VALENCIA | 16 de marzo de 2026 — La sanidad pública ha vivido este lunes una jornada de máxima tensión en el inicio de la nueva semana de huelga médica convocada por la Confederación Española de Sindicatos Médicos (CESM). Lo que debía ser una jornada de reivindicación laboral se ha transformado en un cruce de acusaciones y una batalla estadística sin precedentes: mientras el sindicato eleva el seguimiento real hasta el 90%, la Consellería de Sanitat asegura que el impacto ha sido residual, situándolo por debajo del 10%.

El núcleo del conflicto: El Estatuto Marco
Esta nueva movilización, que contempla cinco jornadas consecutivas de paros en este mes de marzo, nace del rechazo frontal del colectivo médico al borrador del nuevo Estatuto Marco. Los profesionales denuncian que la norma ministerial impone una movilidad forzosa que atenta contra la conciliación y diluye la especificidad de la categoría médica en favor de una gestión puramente administrativa de los recursos humanos.
Desde el Comité de Huelga de CESM se insiste en que la profesión se mantiene «firme en la defensa de sus reivindicaciones». Exigen un ámbito de negociación propio donde se aborden las particularidades de su labor, como la exención de guardias a mayores de 55 años, la actualización de complementos de responsabilidad y, sobre todo, el fin de la precariedad estructural que arrastra el sistema desde hace años.
La batalla de los números
La disparidad en las cifras de seguimiento ha alcanzado niveles históricos. Según los datos facilitados por el sindicato, el paro ha sido secundado por el 80% de los profesionales en el ámbito hospitalario y por más del 50% en Atención Primaria. No obstante, en algunos centros de referencia, el CESM asegura que la adhesión ha rozado el 90% entre el personal que no estaba sujeto a servicios mínimos.

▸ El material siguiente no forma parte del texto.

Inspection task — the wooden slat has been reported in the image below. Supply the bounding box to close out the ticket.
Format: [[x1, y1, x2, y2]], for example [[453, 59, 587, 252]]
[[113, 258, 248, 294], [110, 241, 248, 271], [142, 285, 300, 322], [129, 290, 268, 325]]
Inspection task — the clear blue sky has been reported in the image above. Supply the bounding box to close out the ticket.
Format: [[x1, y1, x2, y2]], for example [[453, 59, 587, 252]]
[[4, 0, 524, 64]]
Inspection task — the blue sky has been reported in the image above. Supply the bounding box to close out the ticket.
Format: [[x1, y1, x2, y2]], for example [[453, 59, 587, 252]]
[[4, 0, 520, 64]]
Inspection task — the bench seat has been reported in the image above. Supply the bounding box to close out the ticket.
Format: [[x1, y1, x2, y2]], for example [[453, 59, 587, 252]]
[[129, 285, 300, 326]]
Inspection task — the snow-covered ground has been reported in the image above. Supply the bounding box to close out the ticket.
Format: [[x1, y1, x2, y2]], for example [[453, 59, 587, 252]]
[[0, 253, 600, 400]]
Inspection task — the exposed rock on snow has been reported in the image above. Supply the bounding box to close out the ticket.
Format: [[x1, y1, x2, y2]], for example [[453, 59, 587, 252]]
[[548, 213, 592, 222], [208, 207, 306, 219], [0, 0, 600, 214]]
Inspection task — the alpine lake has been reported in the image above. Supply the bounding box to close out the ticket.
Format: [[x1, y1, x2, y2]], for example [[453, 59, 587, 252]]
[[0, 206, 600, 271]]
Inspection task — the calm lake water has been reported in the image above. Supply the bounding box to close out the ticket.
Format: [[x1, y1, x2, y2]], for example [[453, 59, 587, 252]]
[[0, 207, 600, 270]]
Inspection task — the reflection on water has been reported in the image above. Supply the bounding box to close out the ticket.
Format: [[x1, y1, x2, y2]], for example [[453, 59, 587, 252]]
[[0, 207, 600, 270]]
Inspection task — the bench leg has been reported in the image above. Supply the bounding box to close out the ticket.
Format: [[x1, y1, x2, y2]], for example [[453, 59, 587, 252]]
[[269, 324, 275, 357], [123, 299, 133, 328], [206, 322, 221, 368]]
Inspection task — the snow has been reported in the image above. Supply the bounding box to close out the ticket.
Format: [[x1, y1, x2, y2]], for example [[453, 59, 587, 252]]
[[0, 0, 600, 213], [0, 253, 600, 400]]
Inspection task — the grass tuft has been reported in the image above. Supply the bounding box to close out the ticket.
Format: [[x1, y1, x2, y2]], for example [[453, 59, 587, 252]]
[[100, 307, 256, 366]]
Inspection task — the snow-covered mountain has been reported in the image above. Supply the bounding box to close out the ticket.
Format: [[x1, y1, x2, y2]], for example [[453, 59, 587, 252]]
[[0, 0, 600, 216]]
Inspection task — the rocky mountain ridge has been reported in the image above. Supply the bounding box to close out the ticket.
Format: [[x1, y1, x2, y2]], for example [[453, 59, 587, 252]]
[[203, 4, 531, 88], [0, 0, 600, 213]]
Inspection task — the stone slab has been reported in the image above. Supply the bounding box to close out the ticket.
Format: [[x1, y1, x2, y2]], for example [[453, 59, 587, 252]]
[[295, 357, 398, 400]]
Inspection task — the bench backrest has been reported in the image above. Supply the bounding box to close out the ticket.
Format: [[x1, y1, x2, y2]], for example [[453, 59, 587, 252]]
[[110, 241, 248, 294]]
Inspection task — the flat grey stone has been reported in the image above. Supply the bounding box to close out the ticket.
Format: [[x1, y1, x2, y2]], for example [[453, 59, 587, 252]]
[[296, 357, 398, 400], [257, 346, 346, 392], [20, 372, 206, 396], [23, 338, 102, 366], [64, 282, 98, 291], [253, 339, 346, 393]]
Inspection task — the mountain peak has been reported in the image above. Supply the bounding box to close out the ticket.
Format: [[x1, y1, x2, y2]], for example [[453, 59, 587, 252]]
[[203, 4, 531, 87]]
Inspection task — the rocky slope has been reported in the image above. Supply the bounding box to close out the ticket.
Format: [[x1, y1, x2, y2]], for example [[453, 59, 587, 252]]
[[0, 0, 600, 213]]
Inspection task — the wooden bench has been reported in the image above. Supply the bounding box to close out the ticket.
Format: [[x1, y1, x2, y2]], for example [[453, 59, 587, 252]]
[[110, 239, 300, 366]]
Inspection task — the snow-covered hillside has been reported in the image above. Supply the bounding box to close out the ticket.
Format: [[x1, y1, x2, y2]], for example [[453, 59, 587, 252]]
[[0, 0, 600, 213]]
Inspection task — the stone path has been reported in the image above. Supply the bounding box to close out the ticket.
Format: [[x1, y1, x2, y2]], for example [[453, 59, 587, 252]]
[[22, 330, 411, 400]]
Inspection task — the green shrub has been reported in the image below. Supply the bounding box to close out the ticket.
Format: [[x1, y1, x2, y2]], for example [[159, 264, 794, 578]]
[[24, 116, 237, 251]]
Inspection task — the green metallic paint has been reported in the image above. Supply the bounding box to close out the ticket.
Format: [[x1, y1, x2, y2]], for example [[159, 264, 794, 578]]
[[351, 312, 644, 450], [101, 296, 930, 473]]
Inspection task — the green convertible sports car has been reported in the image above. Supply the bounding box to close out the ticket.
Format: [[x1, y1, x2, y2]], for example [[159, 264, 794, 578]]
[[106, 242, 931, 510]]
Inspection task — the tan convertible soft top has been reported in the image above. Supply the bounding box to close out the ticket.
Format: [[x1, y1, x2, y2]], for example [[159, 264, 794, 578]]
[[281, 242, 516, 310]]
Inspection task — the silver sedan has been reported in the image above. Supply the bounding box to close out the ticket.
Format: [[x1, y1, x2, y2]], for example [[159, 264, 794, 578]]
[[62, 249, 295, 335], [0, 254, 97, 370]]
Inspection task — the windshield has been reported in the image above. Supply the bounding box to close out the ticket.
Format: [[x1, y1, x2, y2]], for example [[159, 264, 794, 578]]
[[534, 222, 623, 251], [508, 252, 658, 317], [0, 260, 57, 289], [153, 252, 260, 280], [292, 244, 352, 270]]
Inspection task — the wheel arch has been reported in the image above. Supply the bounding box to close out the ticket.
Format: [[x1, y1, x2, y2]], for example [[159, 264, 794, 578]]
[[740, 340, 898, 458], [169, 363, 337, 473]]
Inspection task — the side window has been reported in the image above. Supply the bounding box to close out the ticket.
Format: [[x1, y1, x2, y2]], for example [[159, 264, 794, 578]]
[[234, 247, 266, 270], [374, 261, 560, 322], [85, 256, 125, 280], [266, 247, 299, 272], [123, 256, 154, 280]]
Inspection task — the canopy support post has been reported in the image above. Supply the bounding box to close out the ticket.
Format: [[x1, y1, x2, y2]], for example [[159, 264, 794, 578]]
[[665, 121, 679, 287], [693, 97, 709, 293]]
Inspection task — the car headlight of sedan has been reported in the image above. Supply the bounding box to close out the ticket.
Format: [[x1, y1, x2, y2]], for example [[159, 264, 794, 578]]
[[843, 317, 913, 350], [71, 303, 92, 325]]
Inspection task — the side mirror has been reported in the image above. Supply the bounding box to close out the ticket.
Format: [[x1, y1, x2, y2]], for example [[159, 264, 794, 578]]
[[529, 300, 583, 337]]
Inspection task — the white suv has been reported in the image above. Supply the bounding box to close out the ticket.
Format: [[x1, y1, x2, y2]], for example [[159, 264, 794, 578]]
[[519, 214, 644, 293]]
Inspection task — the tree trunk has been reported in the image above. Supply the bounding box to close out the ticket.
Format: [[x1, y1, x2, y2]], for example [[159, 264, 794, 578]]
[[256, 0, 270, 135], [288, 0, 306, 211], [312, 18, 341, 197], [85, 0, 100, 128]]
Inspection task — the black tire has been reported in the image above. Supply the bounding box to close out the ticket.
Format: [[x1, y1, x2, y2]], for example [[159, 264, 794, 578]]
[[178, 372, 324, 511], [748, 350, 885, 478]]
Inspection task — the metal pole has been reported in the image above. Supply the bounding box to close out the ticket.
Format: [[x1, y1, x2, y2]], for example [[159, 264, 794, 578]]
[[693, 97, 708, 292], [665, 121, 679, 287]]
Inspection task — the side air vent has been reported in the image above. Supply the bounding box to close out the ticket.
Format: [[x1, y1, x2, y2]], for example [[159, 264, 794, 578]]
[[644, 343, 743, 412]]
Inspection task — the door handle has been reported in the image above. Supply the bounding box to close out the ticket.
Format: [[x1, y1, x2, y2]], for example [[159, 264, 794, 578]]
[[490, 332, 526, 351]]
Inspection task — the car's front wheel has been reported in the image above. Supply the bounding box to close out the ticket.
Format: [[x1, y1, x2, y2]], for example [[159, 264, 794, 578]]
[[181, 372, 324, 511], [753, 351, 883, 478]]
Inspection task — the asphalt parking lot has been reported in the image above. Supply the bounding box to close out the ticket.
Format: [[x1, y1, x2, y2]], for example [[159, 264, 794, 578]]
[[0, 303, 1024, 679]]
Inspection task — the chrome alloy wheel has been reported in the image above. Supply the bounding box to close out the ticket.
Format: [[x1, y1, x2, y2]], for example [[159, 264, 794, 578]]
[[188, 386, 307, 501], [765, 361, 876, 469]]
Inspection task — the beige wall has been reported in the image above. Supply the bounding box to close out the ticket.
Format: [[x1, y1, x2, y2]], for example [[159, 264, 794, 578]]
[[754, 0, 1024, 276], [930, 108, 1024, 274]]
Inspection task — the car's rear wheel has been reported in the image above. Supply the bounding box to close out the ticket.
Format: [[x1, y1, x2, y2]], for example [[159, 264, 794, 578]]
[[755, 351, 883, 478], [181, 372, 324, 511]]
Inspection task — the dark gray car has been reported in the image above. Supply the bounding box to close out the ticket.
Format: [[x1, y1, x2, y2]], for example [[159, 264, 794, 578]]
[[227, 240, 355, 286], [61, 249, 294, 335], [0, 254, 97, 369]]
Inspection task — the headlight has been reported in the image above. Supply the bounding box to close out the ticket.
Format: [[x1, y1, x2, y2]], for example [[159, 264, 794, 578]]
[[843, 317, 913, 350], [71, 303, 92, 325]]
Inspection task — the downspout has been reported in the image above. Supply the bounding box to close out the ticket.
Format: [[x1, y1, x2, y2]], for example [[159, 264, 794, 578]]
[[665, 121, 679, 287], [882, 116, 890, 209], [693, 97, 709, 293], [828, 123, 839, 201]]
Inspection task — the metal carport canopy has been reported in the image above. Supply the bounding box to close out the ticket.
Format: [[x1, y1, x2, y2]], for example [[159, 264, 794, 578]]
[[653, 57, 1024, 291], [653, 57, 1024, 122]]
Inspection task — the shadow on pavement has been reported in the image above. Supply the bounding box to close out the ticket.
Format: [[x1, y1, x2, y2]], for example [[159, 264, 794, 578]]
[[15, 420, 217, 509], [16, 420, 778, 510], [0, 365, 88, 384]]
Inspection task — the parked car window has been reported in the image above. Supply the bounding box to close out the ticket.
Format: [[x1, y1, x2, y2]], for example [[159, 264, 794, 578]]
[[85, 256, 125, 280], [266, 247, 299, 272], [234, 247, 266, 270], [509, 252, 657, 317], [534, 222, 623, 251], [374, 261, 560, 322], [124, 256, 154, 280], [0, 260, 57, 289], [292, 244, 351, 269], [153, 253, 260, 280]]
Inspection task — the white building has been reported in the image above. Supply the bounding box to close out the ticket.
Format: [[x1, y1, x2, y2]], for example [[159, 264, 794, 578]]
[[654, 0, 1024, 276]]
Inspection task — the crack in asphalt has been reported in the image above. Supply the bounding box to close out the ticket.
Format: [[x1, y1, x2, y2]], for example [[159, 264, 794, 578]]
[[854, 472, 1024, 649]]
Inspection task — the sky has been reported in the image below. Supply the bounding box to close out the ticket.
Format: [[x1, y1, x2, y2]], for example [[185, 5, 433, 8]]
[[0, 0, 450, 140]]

Por el contrario, la Consellería de Sanitat ha emitido un comunicado rebajando el seguimiento a menos del 10%. La administración sostiene que la actividad asistencial se ha desarrollado con «práctica normalidad» y que la mayoría de las intervenciones quirúrgicas y consultas externas programadas se han llevado a cabo según lo previsto.
El muro de los servicios mínimos
La clave de esta diferencia estadística reside en la imposición de los servicios mínimos. CESM ha denunciado que la administración ha fijado cuotas de presencia obligatoria de entre el 70% y el 80%, cifras superiores a las de un día festivo o un periodo vacacional.
«Es una vulneración encubierta del derecho a la huelga», denuncian desde el sindicato. «Si obligas al 80% de la plantilla a trabajar por decreto, es imposible que las cifras de la Consellería reflejen el malestar real. La administración maquilla los datos usando a los médicos que ellos mismos han amordazado con servicios mínimos abusivos».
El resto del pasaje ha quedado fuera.